Islamic faith split after the death of Prophet Mohammed creating Sunni and Shi’ite factions. The fundamentalist factions of both Shi’ites and Sunnis believe in jihad which is a holy war waged against infidels and personal weaknesses (Ess, O’Kane & Goldbloom 2017). During the beginning of American invasion of Iraq, a Sunni led government was ruling a majority Shi’ite population. Consequently, Sunni extremists formed the Islamic State group claiming territory in Iraq. The war on terrorism and the war in Iraq are a result of Sunnis Islamic State group and the Al-Qaeda who wage wars against the Shi’ite government and the population they deem to have personal weaknesses. They want to replace supposedly weak governments with the dictatorial Islamic States ruled by the sharia.

Despite the Shi’ite and Sunni factions of Islam having many common agreements on the aspects of Islam, they have numerous irreconcilable differences. Studies by Ess et al. (2017), shows the Shi’ites consider Ali, Mohammed’s son in law, and the leaders who came after him as Imams. On the other hand, Sunnis hold that Abu Bakr as-Siddiq, who was one of Mohammed’s closest companions as the specifically designated man to have taken over from Mohammed.

Another difference between the Islamic factions is on the Mahdi, the rightly guided one, whose duty is to spread Islam globally (Ess et al., 2017). Shi’ite Muslims hold that the Mahdi has already been here and went into hiding but will emerge from hiding.  In contrast, Sunnis believe that the Mahdi has not been here and will come back if he wills.

Shi’ites holds the Imam as without sin naturally and has infallible authority emanating from God.  In this light, Shi’ites visit shrines and tombs belonging to Imams hoping to gain holy intercession since they view them as saints. Contrary to these practices, Sunnis believe that Imams are not saints and thus cannot intercede for them.

These fundamental differences shape political leadership of Iraq and the Middle East at length. The knowledge that there exist differences is one possible way for mediating peaceful coexistence by the international community shunning away from taking sides since this will lead to increased animosity.

Militant Islam

According to Jackson, Hunter, Campo, Hashimi, Keasley, and James (2016), militant Islam developed with the vow to take the word of Allah to the kingdoms of the world by sword and fire. In my opinion, recent notable Islamic extremists such as Osama Bin Laden greatly got influenced by this new development. Osama Bin Laden while professing unwavering faith, tried to achieve this vow by any means necessary including mass murder and violence. Research by Kamolnick and Army War College (U.S.) (2017) reveals that in showing readiness to employ violence to achieve his eventual goals, Osama indicated that Islamic governments could only come into existence by riffles and bombs.  He strongly supported bombings, assassinations, and destruction as the way Islam should be built.

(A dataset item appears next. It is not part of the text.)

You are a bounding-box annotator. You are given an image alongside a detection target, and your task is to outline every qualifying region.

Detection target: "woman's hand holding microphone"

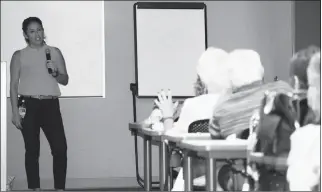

Mohammed, regarded as the last prophet, led all tribes in signing an agreement to defend the city of Medina from all external threats in the seventh century (Jackson et al., 2016). This can be viewed as a vow to use all means possible to defend their faith and territories. This trend is seen to continue with the rise of Abu Bakr who was a close friend and confidant to Mohammed where under him the Islam religion spread. In what seemed like succession woes, assassinations took place to install Ali ibn Abi Talib as a Caliph resulting in the first civil war. Ali is one of the greatest contributors to the Islam and was the main reason for the split of Islam. He was a distinguished warrior who participated in major battles setting the pace for Islamic jihadists. Ali was devoted to the cause of Islam, a person of authority and standing in the Muslim community.

References

Ess, J, O’Kane, J., & Goldbloom, G. (2017). Theology and society in the second and third centuries of the Hijra: A history of religious thought in Early Islam.

Jackson, S. A., Hunter, S., Campo, J. E., Hashimi, N., Keasley, A., & James, K. (2016). Radical Islam: A historical perspective.

Kamolnick, P., Army War College (U.S.), & Army War College (U.S.). (2017). The al-Qaeda organization and the Islamic State organization: History, doctrine, modus operandi, and U.S. policy to degrade and defeat terrorism conducted in the name of Sunni Islam.